We get negative twelve x plus sixteen x because a negative time a negative gives us a positive. Equals
negative forty-four.
For the second equation we distribute to get twelve x minus fifteen y gives us forty-two. We add the
two equations together. Our x’s will cancel out. We have sixteen y minus fifteen y gives us a positive y.
Negative forty-four plus forty-two gives us negative two. We have our y we need to find our x. in one of
our original equations. Again it doesn’t matter which one we choose. I’m choosing the first one only
because the three is a smaller number than four. Otherwise I don’t see much difference between the
two.
We’re going to find our y. Three x minus four y is equal to eleven. Substitute in the negative two for y
give us three x minus four times negative two equals eleven. Multiply. Negative four times negative two
gives us positive eight. Need to move the eight to the opposite side. So subtract eight from both sides.

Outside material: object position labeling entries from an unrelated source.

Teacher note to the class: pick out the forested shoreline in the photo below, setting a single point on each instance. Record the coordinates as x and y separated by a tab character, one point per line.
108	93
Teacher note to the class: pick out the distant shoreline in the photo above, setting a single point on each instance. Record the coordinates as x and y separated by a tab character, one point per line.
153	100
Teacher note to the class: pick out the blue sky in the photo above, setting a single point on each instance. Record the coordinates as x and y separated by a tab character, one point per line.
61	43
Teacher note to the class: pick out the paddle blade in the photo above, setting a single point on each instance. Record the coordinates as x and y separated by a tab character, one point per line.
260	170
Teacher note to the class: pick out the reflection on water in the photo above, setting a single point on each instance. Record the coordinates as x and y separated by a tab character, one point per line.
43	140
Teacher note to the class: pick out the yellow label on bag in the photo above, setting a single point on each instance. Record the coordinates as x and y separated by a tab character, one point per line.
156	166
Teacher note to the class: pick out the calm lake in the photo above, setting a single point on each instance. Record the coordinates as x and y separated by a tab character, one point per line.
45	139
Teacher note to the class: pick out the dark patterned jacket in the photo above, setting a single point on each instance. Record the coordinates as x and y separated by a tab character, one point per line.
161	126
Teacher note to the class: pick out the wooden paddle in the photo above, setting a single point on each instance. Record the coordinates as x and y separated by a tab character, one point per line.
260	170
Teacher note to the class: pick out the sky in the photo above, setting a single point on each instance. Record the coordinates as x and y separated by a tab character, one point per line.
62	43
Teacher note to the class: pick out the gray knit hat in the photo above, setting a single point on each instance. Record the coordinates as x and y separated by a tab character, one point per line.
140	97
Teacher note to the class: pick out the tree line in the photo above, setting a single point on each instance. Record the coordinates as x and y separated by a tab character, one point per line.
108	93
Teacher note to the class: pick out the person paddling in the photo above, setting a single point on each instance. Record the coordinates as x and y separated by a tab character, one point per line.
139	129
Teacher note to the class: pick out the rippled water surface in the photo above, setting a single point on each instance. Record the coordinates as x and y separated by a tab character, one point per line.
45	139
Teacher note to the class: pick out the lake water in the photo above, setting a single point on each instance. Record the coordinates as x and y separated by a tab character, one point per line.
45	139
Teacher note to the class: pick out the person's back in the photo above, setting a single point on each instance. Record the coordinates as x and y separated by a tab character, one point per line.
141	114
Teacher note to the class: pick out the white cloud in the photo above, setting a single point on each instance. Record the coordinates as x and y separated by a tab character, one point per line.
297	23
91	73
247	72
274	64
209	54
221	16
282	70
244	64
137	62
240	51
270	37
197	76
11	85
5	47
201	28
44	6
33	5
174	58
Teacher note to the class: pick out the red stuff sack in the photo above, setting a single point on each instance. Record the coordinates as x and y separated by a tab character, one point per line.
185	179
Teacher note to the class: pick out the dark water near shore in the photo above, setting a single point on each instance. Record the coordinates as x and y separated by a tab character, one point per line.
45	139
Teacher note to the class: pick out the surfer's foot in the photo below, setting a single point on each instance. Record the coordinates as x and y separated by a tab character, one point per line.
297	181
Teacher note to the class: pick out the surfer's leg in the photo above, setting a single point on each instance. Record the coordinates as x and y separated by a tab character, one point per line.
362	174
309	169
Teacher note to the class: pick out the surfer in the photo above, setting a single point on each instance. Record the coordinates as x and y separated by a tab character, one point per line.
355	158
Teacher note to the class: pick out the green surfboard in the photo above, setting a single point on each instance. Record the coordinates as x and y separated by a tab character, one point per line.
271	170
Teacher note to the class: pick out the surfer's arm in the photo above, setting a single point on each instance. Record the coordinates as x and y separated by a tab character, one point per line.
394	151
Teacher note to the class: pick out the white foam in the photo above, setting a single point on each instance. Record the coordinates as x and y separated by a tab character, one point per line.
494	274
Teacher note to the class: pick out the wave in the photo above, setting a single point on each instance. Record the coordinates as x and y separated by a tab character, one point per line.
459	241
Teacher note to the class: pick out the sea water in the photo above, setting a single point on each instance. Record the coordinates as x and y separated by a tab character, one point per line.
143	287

Gives us three x equals three. Divid by three.x equals one.
Now that I have my xand y, I want to check those value to se if they work in both original equation. So
check in the first equation.Substitute x is one. So we have three times one minus four time our y which
is negative two. We want to see if that is equal to eleven. Do our multiplication we have three.
Negative four times negative two gives us plus eight. Three plus eight is eleven. So it checks out in our
first equation.
Check our second equation. Four times one minus five times negative two equals fourteen. We are
checking to see if that is true. Do our multiplication. We have four plus ten equals fourteen. So it
checks out.
Write our answer as an ordered pair. Our ordered pair is one comma negative two. Notice even
though we found our y first, the y is second in our ordered pair becauseit is always x comma y.